Another Nzara villager, “Ahmad,” 44, said that he and three other men had left the village at 6:30 a.m. that morning for Tal Abtah to sell some of their sheep and that PMF, also recognizable by badges and banners, attacked them on their way home. He was wounded and detained, along with the villager who had driven the truck with the sheep to market, and did not know what happened to the other two men in the car. He said the fighters helped stabilize his condition, blindfolded them, and drove them somewhere about 30 minutes away.

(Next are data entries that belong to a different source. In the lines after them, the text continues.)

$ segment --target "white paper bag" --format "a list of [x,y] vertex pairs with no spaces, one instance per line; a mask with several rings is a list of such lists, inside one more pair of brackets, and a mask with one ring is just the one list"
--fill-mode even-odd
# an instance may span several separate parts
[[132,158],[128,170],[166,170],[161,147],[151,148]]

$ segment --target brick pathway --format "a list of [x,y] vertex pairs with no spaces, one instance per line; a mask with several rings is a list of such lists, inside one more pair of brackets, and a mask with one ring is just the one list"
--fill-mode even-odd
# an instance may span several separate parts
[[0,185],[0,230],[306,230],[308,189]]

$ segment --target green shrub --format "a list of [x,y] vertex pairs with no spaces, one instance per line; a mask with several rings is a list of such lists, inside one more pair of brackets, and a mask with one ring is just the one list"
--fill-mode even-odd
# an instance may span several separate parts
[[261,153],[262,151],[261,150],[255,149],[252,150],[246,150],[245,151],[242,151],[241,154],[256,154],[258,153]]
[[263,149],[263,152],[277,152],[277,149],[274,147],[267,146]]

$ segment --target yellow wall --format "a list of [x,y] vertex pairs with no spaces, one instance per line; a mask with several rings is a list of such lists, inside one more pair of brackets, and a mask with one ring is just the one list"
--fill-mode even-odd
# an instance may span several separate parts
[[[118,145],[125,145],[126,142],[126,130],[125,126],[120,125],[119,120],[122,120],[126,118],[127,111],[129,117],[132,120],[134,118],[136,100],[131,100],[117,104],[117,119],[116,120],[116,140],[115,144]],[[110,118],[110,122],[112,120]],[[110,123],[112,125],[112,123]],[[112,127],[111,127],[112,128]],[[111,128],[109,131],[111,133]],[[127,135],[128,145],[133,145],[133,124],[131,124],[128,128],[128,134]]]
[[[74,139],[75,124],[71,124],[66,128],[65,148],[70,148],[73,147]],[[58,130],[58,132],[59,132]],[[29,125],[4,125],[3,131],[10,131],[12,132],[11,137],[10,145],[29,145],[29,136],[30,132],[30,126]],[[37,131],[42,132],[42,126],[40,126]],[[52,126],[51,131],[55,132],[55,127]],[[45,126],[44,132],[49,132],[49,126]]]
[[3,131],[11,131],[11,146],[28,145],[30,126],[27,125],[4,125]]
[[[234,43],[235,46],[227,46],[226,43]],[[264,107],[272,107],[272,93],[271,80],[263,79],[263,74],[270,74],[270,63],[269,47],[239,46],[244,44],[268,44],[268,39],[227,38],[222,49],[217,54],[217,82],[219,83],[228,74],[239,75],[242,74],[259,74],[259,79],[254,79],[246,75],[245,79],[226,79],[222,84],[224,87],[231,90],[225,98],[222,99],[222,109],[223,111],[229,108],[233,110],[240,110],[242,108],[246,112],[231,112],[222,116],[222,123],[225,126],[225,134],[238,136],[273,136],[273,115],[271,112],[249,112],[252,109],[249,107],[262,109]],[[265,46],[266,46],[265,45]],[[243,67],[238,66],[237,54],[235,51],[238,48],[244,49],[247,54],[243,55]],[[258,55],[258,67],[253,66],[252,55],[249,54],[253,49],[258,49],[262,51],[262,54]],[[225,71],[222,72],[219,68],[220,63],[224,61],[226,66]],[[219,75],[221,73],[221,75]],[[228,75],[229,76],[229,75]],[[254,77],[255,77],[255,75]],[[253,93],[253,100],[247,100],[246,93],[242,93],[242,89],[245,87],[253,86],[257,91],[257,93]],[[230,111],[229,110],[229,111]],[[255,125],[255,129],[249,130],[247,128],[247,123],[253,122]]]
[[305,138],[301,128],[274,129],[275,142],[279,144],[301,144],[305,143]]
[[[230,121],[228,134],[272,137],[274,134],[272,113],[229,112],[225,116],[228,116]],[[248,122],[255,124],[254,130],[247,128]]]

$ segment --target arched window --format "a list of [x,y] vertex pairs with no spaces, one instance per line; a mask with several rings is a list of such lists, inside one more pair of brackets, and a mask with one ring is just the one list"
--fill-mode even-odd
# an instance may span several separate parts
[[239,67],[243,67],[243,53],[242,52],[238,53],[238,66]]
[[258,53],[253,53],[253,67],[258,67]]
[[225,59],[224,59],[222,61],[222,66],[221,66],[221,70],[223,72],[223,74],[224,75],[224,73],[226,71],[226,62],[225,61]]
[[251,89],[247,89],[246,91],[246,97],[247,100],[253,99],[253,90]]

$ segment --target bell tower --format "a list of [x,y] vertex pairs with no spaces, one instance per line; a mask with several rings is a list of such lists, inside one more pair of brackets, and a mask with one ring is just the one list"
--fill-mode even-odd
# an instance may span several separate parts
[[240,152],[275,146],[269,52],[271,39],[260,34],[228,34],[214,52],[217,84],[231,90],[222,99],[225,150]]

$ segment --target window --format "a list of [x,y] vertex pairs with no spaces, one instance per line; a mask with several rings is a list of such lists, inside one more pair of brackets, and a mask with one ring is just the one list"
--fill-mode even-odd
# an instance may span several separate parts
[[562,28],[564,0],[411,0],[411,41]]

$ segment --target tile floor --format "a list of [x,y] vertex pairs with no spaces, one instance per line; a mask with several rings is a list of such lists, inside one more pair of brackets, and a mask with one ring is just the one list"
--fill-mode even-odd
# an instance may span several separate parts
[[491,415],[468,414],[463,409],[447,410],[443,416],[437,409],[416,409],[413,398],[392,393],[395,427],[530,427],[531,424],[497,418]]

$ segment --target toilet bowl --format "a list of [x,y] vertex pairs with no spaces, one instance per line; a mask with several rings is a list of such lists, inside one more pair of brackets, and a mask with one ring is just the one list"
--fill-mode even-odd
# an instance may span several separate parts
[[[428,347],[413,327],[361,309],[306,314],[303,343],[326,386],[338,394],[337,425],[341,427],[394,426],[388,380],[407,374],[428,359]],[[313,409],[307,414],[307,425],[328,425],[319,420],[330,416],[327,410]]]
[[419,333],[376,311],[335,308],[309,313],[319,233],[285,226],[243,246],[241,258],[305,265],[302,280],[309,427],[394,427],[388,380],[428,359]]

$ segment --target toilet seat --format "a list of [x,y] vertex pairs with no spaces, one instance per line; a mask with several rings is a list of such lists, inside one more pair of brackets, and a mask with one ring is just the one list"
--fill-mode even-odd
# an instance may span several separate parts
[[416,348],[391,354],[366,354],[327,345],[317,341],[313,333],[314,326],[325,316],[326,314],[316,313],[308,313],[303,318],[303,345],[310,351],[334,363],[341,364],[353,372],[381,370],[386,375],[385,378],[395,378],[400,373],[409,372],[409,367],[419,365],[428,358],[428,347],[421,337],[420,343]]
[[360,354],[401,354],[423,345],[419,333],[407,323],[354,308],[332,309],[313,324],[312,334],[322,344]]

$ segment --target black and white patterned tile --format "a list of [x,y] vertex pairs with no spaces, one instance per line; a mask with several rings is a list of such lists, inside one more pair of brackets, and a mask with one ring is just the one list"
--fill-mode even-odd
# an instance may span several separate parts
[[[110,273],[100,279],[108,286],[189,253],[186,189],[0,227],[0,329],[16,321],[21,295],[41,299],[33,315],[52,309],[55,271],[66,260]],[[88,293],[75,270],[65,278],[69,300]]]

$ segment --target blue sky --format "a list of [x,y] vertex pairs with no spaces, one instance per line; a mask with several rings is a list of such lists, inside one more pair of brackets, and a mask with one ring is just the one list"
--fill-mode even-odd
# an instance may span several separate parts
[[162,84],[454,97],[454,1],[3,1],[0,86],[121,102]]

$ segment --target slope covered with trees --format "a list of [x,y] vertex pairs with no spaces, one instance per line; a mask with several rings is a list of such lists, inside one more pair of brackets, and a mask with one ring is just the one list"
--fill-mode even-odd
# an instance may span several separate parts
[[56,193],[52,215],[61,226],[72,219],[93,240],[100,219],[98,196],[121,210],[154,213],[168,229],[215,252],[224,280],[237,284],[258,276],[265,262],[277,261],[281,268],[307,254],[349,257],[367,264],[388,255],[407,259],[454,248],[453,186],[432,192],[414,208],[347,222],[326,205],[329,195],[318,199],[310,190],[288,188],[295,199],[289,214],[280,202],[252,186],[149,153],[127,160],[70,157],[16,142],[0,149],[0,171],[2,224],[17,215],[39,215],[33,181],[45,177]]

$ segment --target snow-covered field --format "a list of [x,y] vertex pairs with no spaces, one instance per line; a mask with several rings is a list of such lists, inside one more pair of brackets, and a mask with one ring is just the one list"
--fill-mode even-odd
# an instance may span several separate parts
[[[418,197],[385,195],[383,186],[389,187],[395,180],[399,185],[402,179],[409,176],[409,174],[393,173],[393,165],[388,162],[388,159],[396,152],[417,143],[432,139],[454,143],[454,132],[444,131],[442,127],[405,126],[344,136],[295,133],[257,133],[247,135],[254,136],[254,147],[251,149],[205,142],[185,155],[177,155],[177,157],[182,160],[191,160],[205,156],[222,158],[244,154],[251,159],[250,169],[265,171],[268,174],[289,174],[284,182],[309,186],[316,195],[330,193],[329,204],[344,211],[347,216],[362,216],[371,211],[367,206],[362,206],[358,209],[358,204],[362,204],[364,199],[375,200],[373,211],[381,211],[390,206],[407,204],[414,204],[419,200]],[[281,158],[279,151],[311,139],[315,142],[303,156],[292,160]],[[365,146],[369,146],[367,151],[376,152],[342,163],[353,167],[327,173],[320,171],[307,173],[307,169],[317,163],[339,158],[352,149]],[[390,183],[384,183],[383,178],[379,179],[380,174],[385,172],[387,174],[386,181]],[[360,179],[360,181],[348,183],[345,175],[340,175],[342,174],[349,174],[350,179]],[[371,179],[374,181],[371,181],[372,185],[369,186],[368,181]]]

There, he said, he was moved into a room, where he was held blindfolded for the next seven days. On the first day, the fighters took his documents, including his identity card and about US$660 from selling the sheep. He did not know what happened to the driver. Someone else was in the room with him, but he did not know who, and was afraid to ask. People there treated his wounds. No one interrogated him or raised any specific allegations against him, he said, but he was not allowed to contact a lawyer or his family. On the eighth day, they put him in an ambulance and took off his blindfold. The ambulance drove him to Jurn, where he found his family.

Ahmad said that the brother of the driver who was with him the day of the arrest told him that he called a friend in the Iraqi Security Forces who said that he had located his brother, who was getting medical treatment for injuries at Tal Afar airport, 60 kilometers west of Mosul, which the PMF was using as a base. A PMF fighter told Human Rights Watch that the forces have a detention center in the area, but would not divulge where. Ahmed said he has not received any news about the other two men he was with.